Contract Checks: What are they good for?

When I read Stef’s latest blog entry the Sunday morning after she posted, I had three thoughts:

1. COOL!! Thank you Stef for a great segue opportunity!
2. Drat. Now I’m going to have to change the order of the next couple of posts I was planning.
3. Double-drat. I’m so psyched about this that I need to write it up right away.

So there I was, Sunday morning, typing away…. :) 

What I was originally planning to talk about in this post was client/server programming and Robert Martin’s books on Object Oriented Design. Instead, I’m going to follow through on the teaser from my last entry: the interplay between unit testing and contract checking. There’s too much here for one post, so I’m going to break it up into two. This post will focus on a description of contract checking and how we practice it here at Spatial. 

First, what do I mean by "contract checking"? I mean a weaker form of the ideas which were codified by Bertrand Meyer in his Eiffel programming language; there’s a good explanation here. To summarize the parts that we’ve used at Spatial the most:

• Methods and functions have preconditions which should always be true upon entry.
• Methods and functions have post-conditions which should always be true upon exit.
• Objects have class invariants which define their valid states. A public or protected method of a class should not break the class’ invariants. When we use invariants, we insert them into pre- and/or post-conditions.
• Preconditions, post-conditions, and invariant violation are all tested within blocks of code which are turned off in release runs. The reasons for not testing release runs are performance and (more importantly) to protect customers from having an otherwise harmless contract failure cause their applications to crash. We’ve found that contract failures should abort when being run in a batch testing environment (so that they can’t be hidden) but throw when in a debug environment (for developer convenience).

What we’ve done at Spatial to retrofit support for contract checking in our C++ code is to define ContractBegin and ContractEnd macros which define scopes which can be turned off in release runs, and ContractAssert and ContractFail macros which signal failure in non-release runs. Typically, the contract checks go into pre- and post-condition blocks at the beginning and end of the method, but a contract check can also be inserted in the middle of the routine in the same way one might add an assertion.

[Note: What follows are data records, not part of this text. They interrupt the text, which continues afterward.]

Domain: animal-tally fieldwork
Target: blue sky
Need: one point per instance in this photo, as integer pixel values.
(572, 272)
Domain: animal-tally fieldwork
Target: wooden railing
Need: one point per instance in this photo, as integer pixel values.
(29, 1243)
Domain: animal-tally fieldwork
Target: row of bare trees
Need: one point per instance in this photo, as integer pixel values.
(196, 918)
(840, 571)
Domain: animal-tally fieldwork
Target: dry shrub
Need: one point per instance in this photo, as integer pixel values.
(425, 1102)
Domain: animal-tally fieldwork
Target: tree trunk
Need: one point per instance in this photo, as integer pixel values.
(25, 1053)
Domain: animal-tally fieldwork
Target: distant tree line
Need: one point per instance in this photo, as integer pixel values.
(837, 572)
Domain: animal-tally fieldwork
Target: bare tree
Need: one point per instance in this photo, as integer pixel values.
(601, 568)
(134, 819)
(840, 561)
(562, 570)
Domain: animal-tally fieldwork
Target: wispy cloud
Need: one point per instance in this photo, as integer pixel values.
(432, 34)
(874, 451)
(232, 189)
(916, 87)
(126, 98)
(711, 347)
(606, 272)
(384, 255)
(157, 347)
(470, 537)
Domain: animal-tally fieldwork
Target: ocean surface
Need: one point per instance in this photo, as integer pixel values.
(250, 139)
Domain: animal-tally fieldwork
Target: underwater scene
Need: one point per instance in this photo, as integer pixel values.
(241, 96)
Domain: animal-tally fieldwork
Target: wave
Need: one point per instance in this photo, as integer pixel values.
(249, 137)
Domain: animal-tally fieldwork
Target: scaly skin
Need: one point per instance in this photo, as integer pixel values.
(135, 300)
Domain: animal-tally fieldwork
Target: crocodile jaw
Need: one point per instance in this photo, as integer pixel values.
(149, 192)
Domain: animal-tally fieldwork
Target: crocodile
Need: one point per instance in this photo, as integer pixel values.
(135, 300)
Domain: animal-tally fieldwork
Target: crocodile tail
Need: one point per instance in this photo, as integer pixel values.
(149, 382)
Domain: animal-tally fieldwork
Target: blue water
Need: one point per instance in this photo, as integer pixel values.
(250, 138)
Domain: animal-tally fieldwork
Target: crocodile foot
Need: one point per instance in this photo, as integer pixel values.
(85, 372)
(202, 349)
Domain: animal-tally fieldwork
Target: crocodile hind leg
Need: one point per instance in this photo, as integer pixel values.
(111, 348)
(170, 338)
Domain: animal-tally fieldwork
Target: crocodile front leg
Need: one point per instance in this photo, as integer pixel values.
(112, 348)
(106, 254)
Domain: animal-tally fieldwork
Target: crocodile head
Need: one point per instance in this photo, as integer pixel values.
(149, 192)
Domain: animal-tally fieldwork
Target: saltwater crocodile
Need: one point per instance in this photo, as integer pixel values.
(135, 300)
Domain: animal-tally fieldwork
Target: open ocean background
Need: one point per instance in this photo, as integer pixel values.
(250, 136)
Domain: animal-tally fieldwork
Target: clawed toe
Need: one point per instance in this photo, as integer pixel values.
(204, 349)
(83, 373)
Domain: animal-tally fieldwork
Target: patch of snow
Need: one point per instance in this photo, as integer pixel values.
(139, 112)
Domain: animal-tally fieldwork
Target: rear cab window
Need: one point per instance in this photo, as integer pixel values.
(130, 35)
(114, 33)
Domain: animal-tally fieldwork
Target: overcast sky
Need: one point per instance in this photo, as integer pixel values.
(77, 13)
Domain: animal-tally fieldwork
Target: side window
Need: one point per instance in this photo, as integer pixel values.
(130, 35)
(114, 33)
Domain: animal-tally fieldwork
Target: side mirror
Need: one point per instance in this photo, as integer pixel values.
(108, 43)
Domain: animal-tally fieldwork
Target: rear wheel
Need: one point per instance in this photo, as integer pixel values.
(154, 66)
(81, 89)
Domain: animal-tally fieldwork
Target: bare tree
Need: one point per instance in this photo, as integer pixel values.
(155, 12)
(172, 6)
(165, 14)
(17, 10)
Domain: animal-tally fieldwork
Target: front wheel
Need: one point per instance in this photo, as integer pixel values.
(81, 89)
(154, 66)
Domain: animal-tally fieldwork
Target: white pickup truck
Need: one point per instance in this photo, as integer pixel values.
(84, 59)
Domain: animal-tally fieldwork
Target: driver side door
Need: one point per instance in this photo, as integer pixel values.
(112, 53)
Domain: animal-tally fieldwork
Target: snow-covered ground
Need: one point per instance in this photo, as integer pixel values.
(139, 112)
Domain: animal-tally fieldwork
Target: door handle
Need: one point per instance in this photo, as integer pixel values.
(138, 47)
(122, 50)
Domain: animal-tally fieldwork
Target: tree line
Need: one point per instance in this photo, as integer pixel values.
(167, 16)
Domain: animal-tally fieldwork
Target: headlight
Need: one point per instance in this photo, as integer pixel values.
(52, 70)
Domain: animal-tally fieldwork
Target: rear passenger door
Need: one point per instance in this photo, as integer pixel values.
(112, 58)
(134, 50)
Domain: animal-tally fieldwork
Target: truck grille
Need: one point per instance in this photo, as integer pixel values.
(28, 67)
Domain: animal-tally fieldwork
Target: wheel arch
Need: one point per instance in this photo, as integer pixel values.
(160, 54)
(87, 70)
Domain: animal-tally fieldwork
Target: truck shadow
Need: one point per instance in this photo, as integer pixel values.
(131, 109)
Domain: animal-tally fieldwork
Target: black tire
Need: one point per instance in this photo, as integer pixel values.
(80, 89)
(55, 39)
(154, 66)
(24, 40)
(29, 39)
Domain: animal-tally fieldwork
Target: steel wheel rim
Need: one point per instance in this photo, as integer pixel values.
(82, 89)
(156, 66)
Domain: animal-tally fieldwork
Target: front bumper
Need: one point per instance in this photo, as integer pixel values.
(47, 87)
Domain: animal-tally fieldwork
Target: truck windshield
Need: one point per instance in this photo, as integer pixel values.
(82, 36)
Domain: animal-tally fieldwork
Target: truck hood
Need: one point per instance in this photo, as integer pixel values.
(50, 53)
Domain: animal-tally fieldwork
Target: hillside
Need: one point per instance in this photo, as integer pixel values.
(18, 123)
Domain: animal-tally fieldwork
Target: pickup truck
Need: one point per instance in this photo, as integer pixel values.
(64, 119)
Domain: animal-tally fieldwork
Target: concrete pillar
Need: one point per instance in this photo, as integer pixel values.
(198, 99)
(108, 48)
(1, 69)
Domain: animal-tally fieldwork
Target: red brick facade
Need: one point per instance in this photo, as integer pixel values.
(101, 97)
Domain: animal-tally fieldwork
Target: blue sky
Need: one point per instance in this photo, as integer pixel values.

Developers add these checks at their will in code that they're working on; this allows incremental instrumentation of our code. 

So contract checking here at Spatial is not the full-blown formalism of Design by Contract. On the other hand, it’s much more than a fancy name for assertions. By formulating the assertions in terms of pre- and post-conditions on a method, contract checking shifts the focus of the methodology into an exact specification of the responsibilities and behavior (i.e. contract) of the methods which make up the interface of a software development kit, which I think is the essence of Design by Contract. Now that I think about it, this is one of those pragmatic trade-offs that Kevin was talking about in his recent post. 

So what does this have to do with unit testing? I would say that it’s a complementary methodology which should be used to relieve unit testing of the burden of doing things that it’s not good at. And as I type this, I realize that I should point out that I’m using "unit test" to describe a much wider range of testing strategies than strict unit testing – I think a better description might be "external exhaustive testing" - which are used to ensure program correctness and include system testing, test driven development, test plan specification, and so on. All of these methodologies work well on simple systems, but have trouble managing the complexity of large software (eco-) systems. What contract checking does is to move a large part of the complexity of the testing out of the test code and into the application code, which allows these methodologies to more easily scale to large, complex systems. The test code then becomes a vehicle for:

1. Making sure that the application actually does what it’s supposed to, for example that a Boolean operation between two solid models actually results in the correct answer. (This is equivalent to Stef’s category to "validate that the code does what they expect".)
2. Act as a driver to ensure that (almost) all code branches and the associated contract checks are passed through at least once. This is similar to Stef’s second category, with the benefit that failed contract checks give very good localization information as to where things went wrong. 

Well, that’s enough for this post. Next time I’ll talk about the software engineering principles which external testing methodologies run afoul of (and which are well handled by contract checking), how these can be understood in terms of a software ecosystem, and how this explains Stef’s experience with our 3D InterOp test suite.